The Convex Landscape of Neural Networks: Characterizing Global Optima and Stationary Points via Lasso Models [75.33431791218302]
Deep Neural Network Network (DNN) models are used for programming purposes. In this paper we examine the use of convex neural recovery models. We show that all the stationary non-dimensional objective objective can be characterized as the standard a global subsampled convex solvers program. We also show that all the stationary non-dimensional objective objective can be characterized as the standard a global subsampled convex solvers program.
arXiv Detail & Related papers (2023-12-19T23:04:56Z)
Oracle Inequalities for Model Selection in Offline Reinforcement Learning [105.74139523696284]
We study the problem of model selection in offline RL with value function approximation. We propose the first model selection algorithm for offline RL that achieves minimax rate-optimal inequalities up to logarithmic factors. We conclude with several numerical simulations showing it is capable of reliably selecting a good model class.
arXiv Detail & Related papers (2022-11-03T17:32:34Z)
Git Re-Basin: Merging Models modulo Permutation Symmetries [3.5450828190071655]
We show how simple algorithms can be used to fit large networks in practice. We demonstrate the first (to our knowledge) demonstration of zero mode connectivity between independently trained models. We also discuss shortcomings in the linear mode connectivity hypothesis.
arXiv Detail & Related papers (2022-09-11T10:44:27Z)
Gone Fishing: Neural Active Learning with Fisher Embeddings [55.08537975896764]
There is an increasing need for active learning algorithms that are compatible with deep neural networks. This article introduces BAIT, a practical representation of tractable, and high-performing active learning algorithm for neural networks.
arXiv Detail & Related papers (2021-06-17T17:26:31Z)
Asymptotic Risk of Overparameterized Likelihood Models: Double Descent Theory for Deep Neural Networks [12.132641563193582]
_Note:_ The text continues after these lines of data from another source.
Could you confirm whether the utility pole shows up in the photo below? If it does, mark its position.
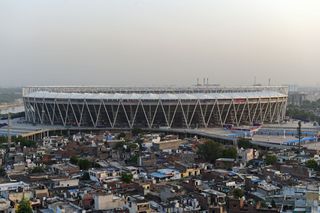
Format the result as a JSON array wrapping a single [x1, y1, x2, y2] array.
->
[[8, 112, 11, 146], [297, 121, 301, 152]]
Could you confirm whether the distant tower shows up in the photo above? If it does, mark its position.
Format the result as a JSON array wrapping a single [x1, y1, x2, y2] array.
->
[[8, 112, 11, 147]]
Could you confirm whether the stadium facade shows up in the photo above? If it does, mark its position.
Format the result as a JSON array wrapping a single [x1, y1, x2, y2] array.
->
[[23, 86, 288, 129]]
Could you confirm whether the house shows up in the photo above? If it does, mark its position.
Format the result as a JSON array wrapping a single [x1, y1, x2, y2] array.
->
[[125, 195, 151, 213], [51, 163, 80, 177], [93, 192, 125, 210], [150, 169, 181, 182], [175, 161, 201, 178], [215, 158, 235, 170]]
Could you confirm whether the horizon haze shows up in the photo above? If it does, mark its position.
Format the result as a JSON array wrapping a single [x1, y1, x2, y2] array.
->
[[0, 0, 320, 87]]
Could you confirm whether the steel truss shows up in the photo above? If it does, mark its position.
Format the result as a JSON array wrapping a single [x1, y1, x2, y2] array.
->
[[24, 97, 287, 128]]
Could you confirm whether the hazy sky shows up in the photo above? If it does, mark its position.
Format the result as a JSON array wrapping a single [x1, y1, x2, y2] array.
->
[[0, 0, 320, 86]]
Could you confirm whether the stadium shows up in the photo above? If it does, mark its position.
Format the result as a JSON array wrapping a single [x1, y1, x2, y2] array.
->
[[23, 86, 288, 129]]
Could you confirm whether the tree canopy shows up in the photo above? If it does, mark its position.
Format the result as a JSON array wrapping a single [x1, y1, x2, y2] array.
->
[[121, 173, 133, 183], [265, 155, 277, 165], [16, 198, 33, 213], [306, 159, 319, 170], [232, 188, 244, 199], [197, 141, 237, 162]]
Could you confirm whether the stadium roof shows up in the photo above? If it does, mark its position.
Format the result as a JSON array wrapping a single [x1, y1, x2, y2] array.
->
[[24, 91, 287, 100]]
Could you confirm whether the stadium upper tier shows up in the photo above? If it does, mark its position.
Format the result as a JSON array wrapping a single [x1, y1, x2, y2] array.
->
[[24, 91, 286, 100], [23, 86, 288, 128]]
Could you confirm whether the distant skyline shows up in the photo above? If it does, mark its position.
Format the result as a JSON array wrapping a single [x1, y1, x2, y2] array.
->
[[0, 0, 320, 87]]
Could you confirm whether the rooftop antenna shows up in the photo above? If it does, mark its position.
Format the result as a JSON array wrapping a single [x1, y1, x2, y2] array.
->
[[297, 121, 302, 152], [8, 112, 11, 148]]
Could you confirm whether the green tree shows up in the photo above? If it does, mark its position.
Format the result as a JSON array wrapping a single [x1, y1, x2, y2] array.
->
[[70, 156, 79, 165], [238, 138, 257, 149], [222, 147, 238, 159], [197, 141, 223, 162], [80, 172, 90, 180], [306, 159, 319, 170], [78, 159, 92, 170], [131, 128, 143, 136], [265, 155, 277, 165], [121, 173, 133, 183], [31, 166, 44, 173], [117, 132, 126, 140], [16, 198, 33, 213], [232, 188, 244, 199], [0, 167, 7, 177]]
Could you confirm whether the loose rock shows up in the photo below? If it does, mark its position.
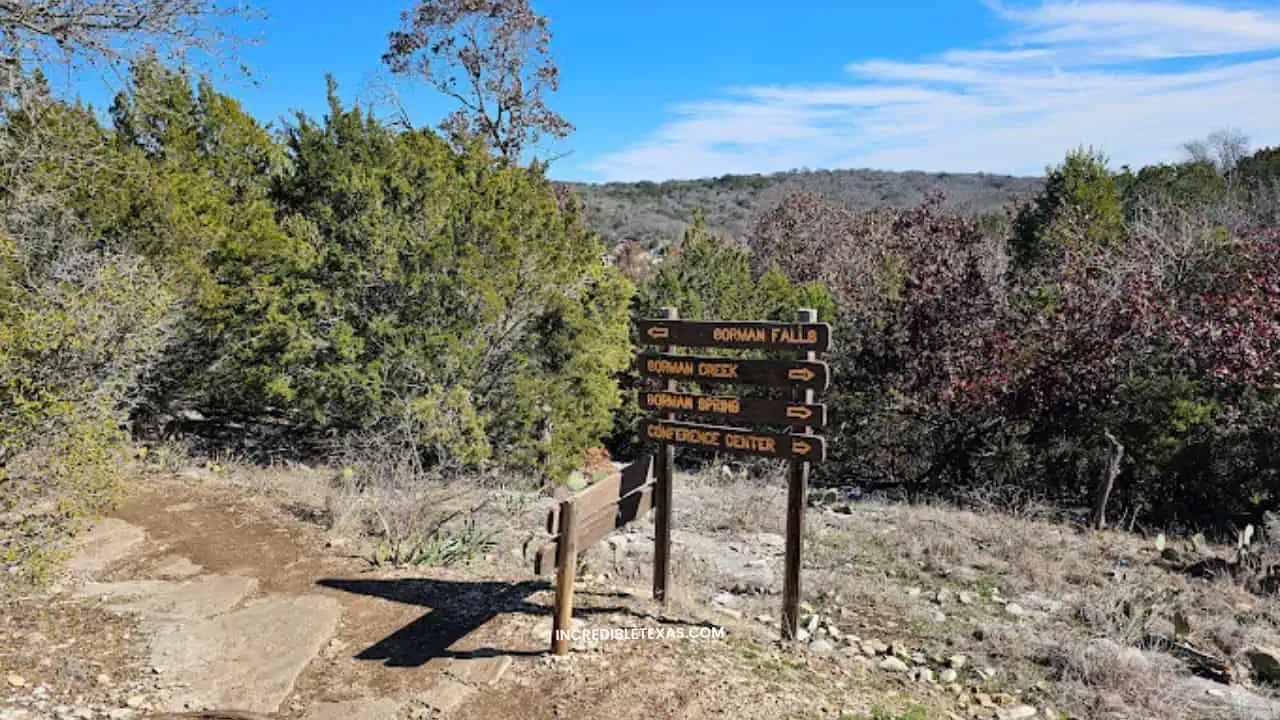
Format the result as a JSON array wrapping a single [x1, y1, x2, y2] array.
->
[[879, 656, 911, 673]]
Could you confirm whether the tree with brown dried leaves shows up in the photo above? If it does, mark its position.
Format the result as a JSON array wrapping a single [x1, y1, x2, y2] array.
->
[[383, 0, 573, 160], [0, 0, 257, 90]]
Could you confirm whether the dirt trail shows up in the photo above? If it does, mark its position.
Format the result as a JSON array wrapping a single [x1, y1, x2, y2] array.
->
[[57, 483, 563, 719], [49, 471, 795, 720]]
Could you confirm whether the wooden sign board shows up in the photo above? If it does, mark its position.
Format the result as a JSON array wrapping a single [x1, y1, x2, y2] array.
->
[[640, 391, 827, 425], [636, 319, 831, 352], [640, 420, 827, 462], [636, 352, 831, 392]]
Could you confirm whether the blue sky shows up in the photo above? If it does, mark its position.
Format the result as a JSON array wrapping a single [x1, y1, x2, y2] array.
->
[[47, 0, 1280, 182]]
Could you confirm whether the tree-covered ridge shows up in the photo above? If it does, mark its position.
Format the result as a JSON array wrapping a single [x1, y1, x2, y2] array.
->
[[568, 170, 1043, 250]]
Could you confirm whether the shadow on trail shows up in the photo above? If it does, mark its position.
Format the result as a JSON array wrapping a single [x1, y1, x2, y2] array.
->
[[316, 578, 713, 667]]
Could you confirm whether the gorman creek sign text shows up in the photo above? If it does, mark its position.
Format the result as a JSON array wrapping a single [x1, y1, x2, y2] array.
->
[[636, 352, 828, 391], [640, 420, 827, 462]]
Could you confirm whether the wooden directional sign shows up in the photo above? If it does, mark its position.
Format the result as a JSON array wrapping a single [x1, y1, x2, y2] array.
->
[[636, 319, 831, 352], [640, 420, 827, 462], [636, 352, 829, 392], [640, 391, 827, 425]]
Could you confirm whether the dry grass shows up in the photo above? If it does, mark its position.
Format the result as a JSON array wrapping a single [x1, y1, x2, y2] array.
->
[[120, 448, 1280, 720]]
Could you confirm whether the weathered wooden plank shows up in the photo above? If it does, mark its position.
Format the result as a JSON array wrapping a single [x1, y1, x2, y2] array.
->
[[636, 352, 831, 392], [534, 483, 657, 575], [547, 455, 653, 536], [640, 420, 827, 462], [552, 500, 579, 655], [636, 318, 831, 352], [640, 391, 827, 427]]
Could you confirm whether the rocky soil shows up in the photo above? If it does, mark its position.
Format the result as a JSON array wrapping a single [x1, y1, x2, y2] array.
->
[[0, 461, 1280, 720]]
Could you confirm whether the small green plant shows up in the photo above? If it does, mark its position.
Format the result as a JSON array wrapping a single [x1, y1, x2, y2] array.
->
[[370, 518, 498, 568]]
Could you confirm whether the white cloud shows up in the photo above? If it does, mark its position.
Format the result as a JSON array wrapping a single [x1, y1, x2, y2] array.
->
[[586, 0, 1280, 181]]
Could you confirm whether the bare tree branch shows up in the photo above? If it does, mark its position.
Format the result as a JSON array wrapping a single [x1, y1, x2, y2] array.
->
[[383, 0, 573, 160]]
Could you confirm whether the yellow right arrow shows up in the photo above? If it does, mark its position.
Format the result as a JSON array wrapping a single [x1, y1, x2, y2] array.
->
[[787, 368, 813, 383]]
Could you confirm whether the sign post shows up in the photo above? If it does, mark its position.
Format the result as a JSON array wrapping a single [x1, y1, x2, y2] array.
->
[[636, 307, 831, 639], [653, 307, 680, 605], [782, 307, 818, 641], [526, 307, 831, 655]]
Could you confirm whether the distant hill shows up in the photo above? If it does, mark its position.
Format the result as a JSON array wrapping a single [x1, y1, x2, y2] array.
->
[[566, 170, 1043, 249]]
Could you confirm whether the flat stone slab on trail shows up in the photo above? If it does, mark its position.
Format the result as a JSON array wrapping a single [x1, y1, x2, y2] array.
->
[[303, 698, 404, 720], [151, 555, 205, 580], [64, 518, 147, 575], [445, 655, 511, 685], [421, 678, 476, 714], [151, 594, 342, 712], [78, 575, 257, 620]]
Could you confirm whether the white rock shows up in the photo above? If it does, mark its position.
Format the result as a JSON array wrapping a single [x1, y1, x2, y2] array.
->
[[879, 656, 911, 673]]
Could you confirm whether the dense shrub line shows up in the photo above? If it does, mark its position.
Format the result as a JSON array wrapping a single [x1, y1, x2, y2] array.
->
[[753, 151, 1280, 525]]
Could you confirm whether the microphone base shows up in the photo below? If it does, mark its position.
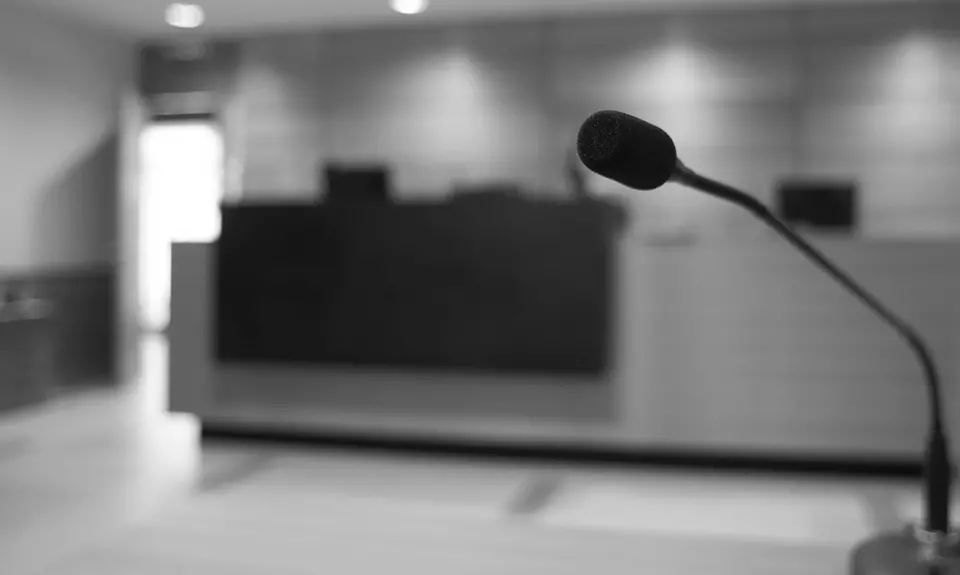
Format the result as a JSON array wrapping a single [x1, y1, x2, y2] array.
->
[[850, 526, 960, 575]]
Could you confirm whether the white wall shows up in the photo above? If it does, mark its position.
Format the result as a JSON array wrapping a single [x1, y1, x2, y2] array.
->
[[0, 5, 133, 272]]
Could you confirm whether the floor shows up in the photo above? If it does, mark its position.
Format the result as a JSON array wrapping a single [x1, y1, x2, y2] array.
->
[[0, 339, 944, 575]]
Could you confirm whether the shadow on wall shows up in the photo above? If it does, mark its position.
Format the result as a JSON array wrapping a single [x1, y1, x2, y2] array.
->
[[18, 132, 119, 386]]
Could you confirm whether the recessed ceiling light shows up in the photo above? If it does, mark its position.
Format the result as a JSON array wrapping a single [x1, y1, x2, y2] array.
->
[[167, 3, 205, 28], [390, 0, 428, 15]]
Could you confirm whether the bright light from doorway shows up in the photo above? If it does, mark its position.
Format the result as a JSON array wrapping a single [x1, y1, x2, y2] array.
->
[[390, 0, 428, 16], [166, 3, 206, 28]]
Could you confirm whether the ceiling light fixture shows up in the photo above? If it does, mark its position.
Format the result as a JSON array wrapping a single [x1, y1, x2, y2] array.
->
[[390, 0, 428, 16], [166, 3, 206, 28]]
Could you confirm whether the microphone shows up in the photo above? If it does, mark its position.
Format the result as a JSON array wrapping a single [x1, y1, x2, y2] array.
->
[[577, 110, 960, 575]]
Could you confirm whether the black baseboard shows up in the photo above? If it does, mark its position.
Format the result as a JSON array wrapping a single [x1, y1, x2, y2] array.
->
[[201, 424, 923, 479]]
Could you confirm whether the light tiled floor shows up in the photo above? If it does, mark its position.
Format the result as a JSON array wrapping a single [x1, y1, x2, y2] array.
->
[[0, 336, 940, 575]]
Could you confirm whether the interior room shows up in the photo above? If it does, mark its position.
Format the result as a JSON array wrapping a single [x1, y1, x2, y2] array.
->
[[0, 0, 960, 575]]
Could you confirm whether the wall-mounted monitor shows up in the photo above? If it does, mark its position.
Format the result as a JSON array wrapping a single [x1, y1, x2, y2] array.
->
[[322, 163, 390, 203], [775, 178, 859, 233]]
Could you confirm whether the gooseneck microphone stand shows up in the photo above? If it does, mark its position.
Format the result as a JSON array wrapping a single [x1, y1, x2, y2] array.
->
[[671, 161, 960, 575]]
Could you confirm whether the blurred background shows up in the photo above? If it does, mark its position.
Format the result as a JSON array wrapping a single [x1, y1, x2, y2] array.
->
[[0, 0, 960, 574]]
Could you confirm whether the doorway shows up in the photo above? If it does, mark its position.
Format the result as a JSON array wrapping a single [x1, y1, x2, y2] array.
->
[[137, 118, 224, 333]]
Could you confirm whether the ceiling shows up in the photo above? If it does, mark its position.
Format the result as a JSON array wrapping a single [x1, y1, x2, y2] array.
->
[[13, 0, 926, 38]]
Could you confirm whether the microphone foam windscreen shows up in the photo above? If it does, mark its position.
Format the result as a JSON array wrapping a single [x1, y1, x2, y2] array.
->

We investigate the risk of a general class of overvisibilityized likelihood models, including deep models. We demonstrate that several explicit models, such as parallel deep neural networks and ensemble learning, are in agreement with our theory.
arXiv Detail & Related papers (2021-02-28T13:02:08Z)
A Bayesian Perspective on Training Speed and Model Selection [51.15664724311443]
We show that a measure of a model's training speed can be used to estimate its marginal likelihood. We verify our results in model selection tasks for linear models and for the infinite-width limit of deep neural networks. Our results suggest a promising new direction towards explaining why neural networks trained with gradient descent are biased towards functions that generalize well.
arXiv Detail & Related papers (2020-10-27T17:56:14Z)
Learning with tree tensor networks: complexity estimates and model selection [33.10033799230797]
We analyze a complexity-based model selection method for tree tensor networks in an empirical risk minimization framework. We show that our strategy is (near to) minimax adaptive to a wide range of smoothness classes including Sobolev or Besov spaces.
arXiv Detail & Related papers (2020-07-02T14:52:08Z)
Learning of Discrete Graphical Models with Neural Networks [15.171938155576566]
We introduce NeurISE, a neural net based algorithm for graphical model learning. NeurISE is seen to be a better alternative to GRISE when the energy function of the true model has a high order. We also show a variant of NeurISE that can be used to learn a neural net representation for the full energy function of the true model.
arXiv Detail & Related papers (2020-06-21T23:34:01Z)
Measuring Model Complexity of Neural Networks with Curve Activation Functions [100.98319505253797]
We propose the linear approximation neural network (LANN) to approximate a given deep model with curve activation function. We experimentally explore the training process of neural networks and detect overfitting. We find that the $L1$ and $L2$ regularizations suppress the increase of model complexity.
arXiv Detail & Related papers (2020-06-16T07:38:06Z)

This list is automatically generated from the titles and abstracts of the papers in this site.